Hydnellum textured yarn

This is such a soft, rich green. I found a good number of Hydnellum aurantiacum in the fall, enough for quite a large dyepot. I put a succession of rovings through three exhausts, then spun them into textured yarns, using the various shades of the same colour.

I’d read that shifting the pH to the alkaline side on this one can sometimes result in a blue, but I had no such luck. In fact, even at pH 11, I noticed little difference in the colours.

I have plans for this skein, involving a secret gift exchange among members of my spinners’ and weavers’ guild, but that’s all I’m going to say for now.

Hydnellum aurantiacum

Spinning something yellow

Sulfur tuft roving

In the world of natural dyeing, pale yellow is almost something to yawn at – it’s so easy to get with any number of grasses, leaves and weeds. However, the sulfur tuft (Hypholoma fasciculare, formerly Naematoloma fasciculare) is one of the first dye mushrooms to appear in the fall, usually in early September, so I love to get a dyepot of its good, fresh colour going as a start to the dyeing season. I’ve tried letting the mushrooms dry and also leaving a fresh dyepot to sit for a week or two, and in both cases, the colour became more drab and less exciting.

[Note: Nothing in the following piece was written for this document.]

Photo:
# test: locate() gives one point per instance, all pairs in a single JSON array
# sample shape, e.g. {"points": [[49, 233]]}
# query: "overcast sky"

Another reason I love this little mushroom is because it’s the one Miriam Rice threw into a dyepot some forty years ago, merely out of curiosity if it would give any colour (she’d been experimenting with other natural dyes, but never with mushrooms). Fortunately for us, she’d picked a cluster of sulfur tufts, one of the few mushrooms that does give a good colour. Had it been one of the many fungi that give a nice mushroom brown, I, and many others, probably wouldn’t be dyeing with mushrooms today!

This is some sulfur tuft roving I dyed last fall, and this ply will be the wrapping for a spiral or boucle yarn.

Sulfur tufts

The finished yarn

Merino on the bobbin

These colours came from varieties of Cortinarius semisanguineus, mushrooms that look like LBMs (little brown mushrooms) from above, but whose brilliant red, orange and gold gills attest to the pigments they contain. After saving two years’ worth of  dye experiments, it was time to spin them up. I’d used two kinds of wool – Merino and Corriedale – and separated them out, easily done by feel. I spun the Merino first, shown here on the bobbin, then spun the Corriedale on another bobbin. Colours always look brighter in unspun fibre; spinning and plying soften them somewhat.

I plied the two bobbins together into a textured yarn, enough for two skeins. With some Merino left on the bobbin, I Navajo-plied it to get a three-ply yarn with distinct colour breaks.

The last of this year’s dermocybes are simmering now in my slow cooker, and I’m dyeing silk with them. I’m saving the Cortinarius sanguineus to the end, as the colour is sure to be spectacular, although on the silk it won’t be as brilliant as if I were dyeing wool.

Dermocybe yarn

What I’m spinning now

Two years’ worth of rovings

It’s time I started doing something about my stash – well, some if it, anyway – so I gathered up all the bits and pieces of roving that went through the dermocybe dyepots over the last two years.

I found I had two kinds of wool: soft, silky Merino (the pile on the left) and coarser Corriedale (right). The Merino, which felts more easily anyway, has a lot of little slubs throughout – if I dye with it again, I’ll have to be more careful not to move it around too much when it’s in the hot dyebath.

I hand-carded the wool, to open up the fibres and line them up for spinning.

My plan is to spin one bobbin of Merino and one of Corriedale, then ply them together, thus getting the best of both wools. I’ll put the colours together at random, so when the yarn is finished, it should be an interesting blend courtesy of the little Cortinarius that grow in the woods around us.